For Dr. Mike, the bottom line is that there’s no reason to starve yourself or eat things you don’t like. Food should be a source of pleasure.
“I love to eat fresh, delicious food,” Fenster says.
Try these two recipes and find more at WhatsCookingWithDoc.com
Dr. Mike’s Ancient Grain No Knead Bread
2/3 cup warm water
1 tablespoon honey
2 tablespoons yeast
1½ cups emmer wheat flour
5 cups einka (or einkorn) wheat flour
1½ teaspoons salt
¼ cup olive oil
11/3 cup cold water
Check the temperature requirements for your yeast. Pour the warm water at a yeast-blooming appropriate temperature into a small bowl and dissolve the honey. Add the yeast and set aside. While the yeast is blooming, combine all the remaining ingredients in a large bowl. After 5 minutes, make sure that the yeast has started blooming. Add the yeast to the mixture, and mix well with a wooden spoon or fingers. The dough will be rather moist and sticky. Seal the top with cling wrap to prevent the dough from drying out, and allow it to rise at room temperature for 45 to 60 minutes. Making sure the dough is sealed, place in the refrigerator for 12 to 36 hours.

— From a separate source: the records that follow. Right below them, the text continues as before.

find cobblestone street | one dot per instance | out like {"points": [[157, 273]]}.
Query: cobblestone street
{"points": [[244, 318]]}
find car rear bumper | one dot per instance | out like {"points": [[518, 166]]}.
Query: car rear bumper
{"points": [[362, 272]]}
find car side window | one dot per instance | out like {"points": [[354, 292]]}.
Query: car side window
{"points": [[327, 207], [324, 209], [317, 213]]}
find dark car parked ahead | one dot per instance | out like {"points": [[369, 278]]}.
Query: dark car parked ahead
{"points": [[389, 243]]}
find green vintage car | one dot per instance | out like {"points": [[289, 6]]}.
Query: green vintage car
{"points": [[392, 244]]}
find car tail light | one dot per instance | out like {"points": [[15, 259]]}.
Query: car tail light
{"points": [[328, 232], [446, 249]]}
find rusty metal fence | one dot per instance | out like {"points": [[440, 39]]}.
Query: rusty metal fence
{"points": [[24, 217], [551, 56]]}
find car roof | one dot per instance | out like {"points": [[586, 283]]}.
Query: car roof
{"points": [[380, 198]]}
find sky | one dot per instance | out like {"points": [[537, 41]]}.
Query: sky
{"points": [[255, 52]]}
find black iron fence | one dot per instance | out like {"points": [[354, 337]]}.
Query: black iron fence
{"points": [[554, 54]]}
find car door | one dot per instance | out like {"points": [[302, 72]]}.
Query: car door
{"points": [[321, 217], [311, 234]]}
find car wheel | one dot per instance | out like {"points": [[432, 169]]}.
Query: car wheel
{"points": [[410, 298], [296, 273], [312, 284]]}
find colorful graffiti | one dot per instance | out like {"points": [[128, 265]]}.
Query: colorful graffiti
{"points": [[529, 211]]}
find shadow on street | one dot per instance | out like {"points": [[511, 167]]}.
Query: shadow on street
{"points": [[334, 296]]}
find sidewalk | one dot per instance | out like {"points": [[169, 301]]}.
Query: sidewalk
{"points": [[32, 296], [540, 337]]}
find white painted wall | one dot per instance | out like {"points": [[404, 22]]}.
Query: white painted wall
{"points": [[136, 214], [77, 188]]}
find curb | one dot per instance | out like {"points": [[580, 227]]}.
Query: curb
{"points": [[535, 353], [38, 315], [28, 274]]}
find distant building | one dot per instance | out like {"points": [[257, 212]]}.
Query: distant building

To bake the dough, remove from the refrigerator and allow about an hour for it to reach room temperature. On a lightly floured surface, form the dough into 1 or 2 boules. Cover and allow to rise for another 1 to 2 hours. Preheat oven to 475°F. Ideally, place a small baking dish with water in the oven, and preheat a pizza stone or other ceramic to bake the bread upon. Lightly score the top of the bread with 3 slashes and bake for 15 to 20 minutes. Turn the oven temperature down to 425°F and bake another 15 to 20 minutes. The loaves are done when they sound hollow and the internal temperature has reached 165° Fahrenheit. Remove and allow to cool for several minutes and enjoy.
People are always asking; “Hey Doc, on your program for metabolic health; if I can’t eat modern wheat, junk food, fast food and you minimize fried and processed foods, what kind of food can I eat?”
How about this: Pasture-raised, grass-fed beef thinly sliced, seasoned and seared. Pile that on a fresh heirloom tomato and frisée lettuce. Sit that atop some slices of my ancient grains no knead bread. Finish it with some organic English red fox Leicester cheese and caramelized pears.